The acquisition of Millennium accelerates Takeda's vision of becoming a global leader in oncology with critical mass in the areas of oncology discovery, development, regulatory affairs and commercialisation. Millennium and Takeda have complementary research, development and commercialisation capabilities, which have the potential to create a powerful new drug development engine and accelerate the potential of an emerging drug pipeline.
"Millennium greatly strengthens Takeda's global oncology portfolio, led by the flagship product Velcade, and further enhances its pipeline with clinically differentiated, high-quality product candidates," said Yasuchika Hasegawa, president, Takeda Pharmaceutical Company Limited. "Takeda is committed to becoming a global leader in oncology by delivering novel therapies that improve the standards of care for patients. Millennium has strong discovery, development and commercial capabilities led by a well-established management team. We are pleased that Dr. Deborah Dunsire, president and chief executive officer, Millennium, and the current management team intend to continue to lead the company. Our strong desire is to retain Millennium employees, who have created an entrepreneurial and innovative culture."
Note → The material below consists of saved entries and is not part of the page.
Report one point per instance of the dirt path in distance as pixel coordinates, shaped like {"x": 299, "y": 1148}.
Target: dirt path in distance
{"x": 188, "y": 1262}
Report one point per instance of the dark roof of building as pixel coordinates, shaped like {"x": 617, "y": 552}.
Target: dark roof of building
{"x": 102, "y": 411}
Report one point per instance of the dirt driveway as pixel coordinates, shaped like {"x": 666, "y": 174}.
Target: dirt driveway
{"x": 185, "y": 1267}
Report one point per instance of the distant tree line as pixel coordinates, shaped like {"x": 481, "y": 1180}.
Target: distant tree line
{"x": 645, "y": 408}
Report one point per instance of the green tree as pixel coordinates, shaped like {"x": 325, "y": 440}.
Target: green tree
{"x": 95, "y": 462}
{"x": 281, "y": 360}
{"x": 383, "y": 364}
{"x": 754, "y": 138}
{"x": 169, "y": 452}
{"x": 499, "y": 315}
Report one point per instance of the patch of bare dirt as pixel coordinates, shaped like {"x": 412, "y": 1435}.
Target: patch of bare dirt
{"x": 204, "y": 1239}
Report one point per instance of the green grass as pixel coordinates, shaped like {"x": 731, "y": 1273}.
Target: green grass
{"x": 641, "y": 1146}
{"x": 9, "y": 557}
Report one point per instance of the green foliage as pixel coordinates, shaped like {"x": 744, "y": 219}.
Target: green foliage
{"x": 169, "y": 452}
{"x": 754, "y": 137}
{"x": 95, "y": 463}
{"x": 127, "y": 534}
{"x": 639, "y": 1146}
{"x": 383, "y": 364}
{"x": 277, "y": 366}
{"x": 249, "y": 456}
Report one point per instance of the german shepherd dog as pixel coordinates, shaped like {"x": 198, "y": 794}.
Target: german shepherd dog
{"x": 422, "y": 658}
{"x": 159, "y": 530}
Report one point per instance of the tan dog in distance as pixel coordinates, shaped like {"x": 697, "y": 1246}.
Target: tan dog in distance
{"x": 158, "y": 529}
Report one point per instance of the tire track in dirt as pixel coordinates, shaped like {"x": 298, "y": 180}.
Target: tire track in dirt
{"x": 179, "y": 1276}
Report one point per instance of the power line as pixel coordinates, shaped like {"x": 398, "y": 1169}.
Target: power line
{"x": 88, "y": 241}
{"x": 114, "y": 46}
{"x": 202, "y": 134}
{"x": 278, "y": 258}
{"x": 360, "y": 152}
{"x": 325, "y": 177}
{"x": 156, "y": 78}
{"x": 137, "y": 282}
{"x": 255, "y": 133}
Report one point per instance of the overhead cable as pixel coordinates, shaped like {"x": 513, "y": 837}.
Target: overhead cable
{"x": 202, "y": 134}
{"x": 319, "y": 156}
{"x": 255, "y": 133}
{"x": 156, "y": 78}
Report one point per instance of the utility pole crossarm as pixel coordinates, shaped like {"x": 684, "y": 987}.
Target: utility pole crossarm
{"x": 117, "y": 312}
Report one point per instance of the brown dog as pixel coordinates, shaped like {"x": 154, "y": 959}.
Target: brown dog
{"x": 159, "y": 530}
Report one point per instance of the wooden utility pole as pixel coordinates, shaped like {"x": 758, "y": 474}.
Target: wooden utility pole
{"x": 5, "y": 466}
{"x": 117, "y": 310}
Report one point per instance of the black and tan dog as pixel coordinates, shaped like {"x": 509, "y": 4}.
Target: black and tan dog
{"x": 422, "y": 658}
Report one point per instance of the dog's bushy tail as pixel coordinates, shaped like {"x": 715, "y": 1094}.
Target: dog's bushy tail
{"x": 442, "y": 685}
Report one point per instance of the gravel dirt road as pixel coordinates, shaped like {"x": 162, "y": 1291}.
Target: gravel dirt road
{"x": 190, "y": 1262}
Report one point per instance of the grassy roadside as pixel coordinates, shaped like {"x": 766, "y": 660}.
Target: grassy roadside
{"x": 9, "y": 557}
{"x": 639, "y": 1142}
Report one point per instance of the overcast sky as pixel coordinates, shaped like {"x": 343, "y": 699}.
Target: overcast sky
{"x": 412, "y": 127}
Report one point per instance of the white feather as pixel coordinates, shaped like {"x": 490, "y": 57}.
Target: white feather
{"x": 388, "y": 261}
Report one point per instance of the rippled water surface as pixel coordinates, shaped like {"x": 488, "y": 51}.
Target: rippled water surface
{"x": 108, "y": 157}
Takeda said it expects that the acquisition of Millennium would provide access to a fully-integrated oncology discovery, development and commercial platform with a seasoned management team and talented employee base, add Velcade, a growing and market-leading oncology product with near-term worldwide blockbuster potential and supply access to Millennium world-class drug discovery organisation, including expertise in the novel research area of protein homeostasis. Takeda also said that capitalize on Millennium proven drug development capabilities and regulatory expertise, which allowed the company to bring Velcade to market rapidly, leverage the Millennium experienced sales force, established relationships with oncology thought leaders and highly-regarded marketing capabilities to launch future products; and expand Takeda's global pipeline in GI, adding a novel anti-a4ß7 antibody and an oral CCR9 inhibitor for the treatment of IBD.
Takeda will finance the acquisition through cash on hand. There is no financing condition to the tender offer or second step merger, the company informed in a press statement.
The acquisition is structured as an all cash tender offer for all of the outstanding shares of Millennium common stock, followed by a merger in which remaining shares of Millennium would be converted into the right to receive the same US$25.00 cash per share price paid in the tender offer.
The transaction has been unanimously approved by the Boards of Directors of Millennium and Takeda. The transaction is subject to the tender of a majority of Millennium common stock on a fully diluted basis as well as other customary closing conditions, including expiration of the applicable waiting period under the Hart-Scott-Rodino Antitrust Improvements Act of 1976 and the antitrust laws of applicable foreign jurisdictions. The transaction is expected to close in the second-quarter of 2008.